It is impossible to audit a complex financial vehicle such as the one formed by Energy and Health Minister Konrad Mizzi, experts in the field of trusts have told the Times of Malta.

Panama is one of the few jurisdictions that still allows the registration of companies holding bearer shares. This is the highest level of secrecy still permitted in the financial world and, according to experts, puts transparency into serious doubt.

“Bearer shares have been outlawed in the EU and only a few jurisdictions in the world still allow it. With the proviso of bearer shares one can never really know what and who is behind a company, whether it has such shares and what assets are being traded,” one expert said.

“This is why whoever wants to be transparent cannot have at the same time such companies in Panama.”

Bearer shares are physical certificates which are owned by whoever has possession of them (or bears them). These are unlike registered shares, which are registered to a person in a registry.

Whoever wants to be transparent cannot have at the same time such companies in Panama

Bearer shares can be traded very quickly and easily, by simply handing over the shares to the new shareholder.
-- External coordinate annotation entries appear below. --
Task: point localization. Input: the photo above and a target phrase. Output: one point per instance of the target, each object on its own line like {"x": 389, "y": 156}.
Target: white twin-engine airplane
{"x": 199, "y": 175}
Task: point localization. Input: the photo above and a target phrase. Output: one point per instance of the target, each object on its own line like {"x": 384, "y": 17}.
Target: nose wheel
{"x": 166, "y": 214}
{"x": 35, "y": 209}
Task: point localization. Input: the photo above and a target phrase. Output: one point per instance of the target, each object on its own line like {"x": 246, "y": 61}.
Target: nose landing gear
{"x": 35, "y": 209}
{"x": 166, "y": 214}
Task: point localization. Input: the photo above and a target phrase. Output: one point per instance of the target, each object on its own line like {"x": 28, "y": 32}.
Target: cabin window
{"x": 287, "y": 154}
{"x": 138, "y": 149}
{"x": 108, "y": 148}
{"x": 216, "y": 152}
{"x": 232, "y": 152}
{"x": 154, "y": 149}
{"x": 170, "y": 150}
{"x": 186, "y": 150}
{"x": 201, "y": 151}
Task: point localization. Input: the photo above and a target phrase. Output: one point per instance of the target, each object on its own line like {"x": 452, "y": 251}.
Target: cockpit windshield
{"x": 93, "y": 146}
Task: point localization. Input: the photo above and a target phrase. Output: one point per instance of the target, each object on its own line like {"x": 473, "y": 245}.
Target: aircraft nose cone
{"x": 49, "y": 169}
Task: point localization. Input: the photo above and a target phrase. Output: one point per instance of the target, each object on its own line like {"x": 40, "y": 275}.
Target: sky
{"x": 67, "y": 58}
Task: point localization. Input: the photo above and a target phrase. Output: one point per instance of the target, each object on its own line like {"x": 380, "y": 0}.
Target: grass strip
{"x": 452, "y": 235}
This means companies with bearer shares can change owners many times without anyone finding out.

Last week, following revelations by blogger Daphne Caruana Galizia, Minister Konrad Mizzi admitted that he had formed Rotura Trust, administered by Orion Trust of New Zealand.

He said the trust was a means of managing his family’s assets, which consist of two apartments – one in London and the other in Sliema – and some €300,000 in bank deposits.
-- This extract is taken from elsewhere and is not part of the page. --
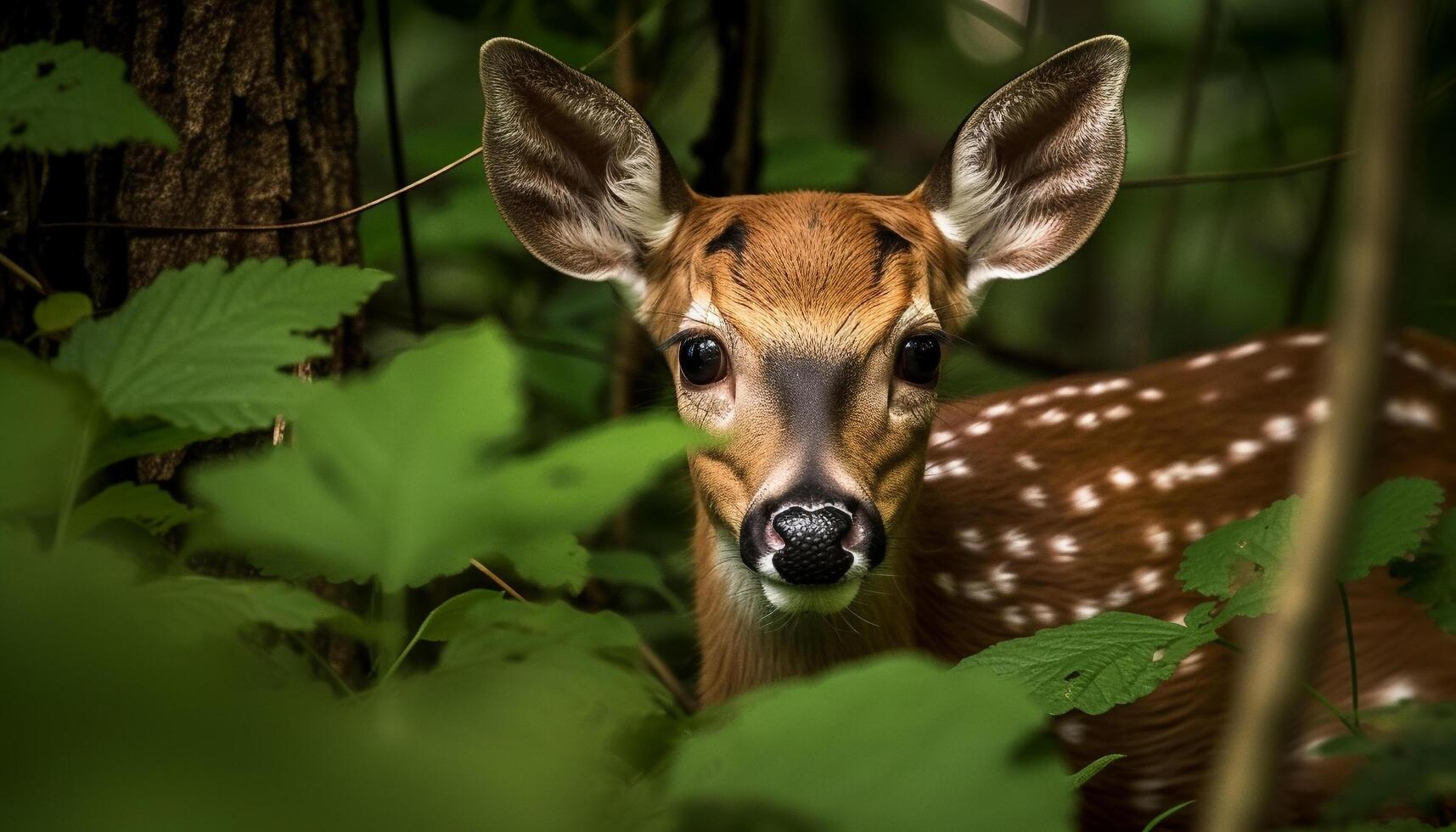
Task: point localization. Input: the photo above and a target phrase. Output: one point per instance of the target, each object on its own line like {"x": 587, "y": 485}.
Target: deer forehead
{"x": 804, "y": 270}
However, it later transpired that the only asset held by the New Zealand trust is a shell trading company registered in Panama and bought by the minster off the shelf.

Dr Mizzi later said that he would start transferring his assets to the Panama company, Hearnville Inc, which is owned by the trust, but he has not indicated what these assets are.

According to trust experts, the New Zealand trust would be enough for a family to administer assets such as those declared by Dr Mizzi.

“That would have been the most logical thing to do and a straightforward financial vehicle.”

However, the fact that the trust needed a trading company in a not-so-transparent jurisdiction indicated that Panama would be the first port of call for any assets.

The expert said this made the financial vehicle all the more complicated, as it introduced elements of trading, dividends, different taxation jurisdictions and exchanges of financial information between one country and the other.

According to Panamanian law, offshore shareholders do not have to pay any taxes when receiving dividends from trading companies they own. The Panama company is owned by the New Zealand trust, which would eventually receive dividends from it.

A request made yesterday by the Times of Malta for Minister Mizzi to give access to the trust deed – the agreement between the settlor and the trustee – has not yet been accepted.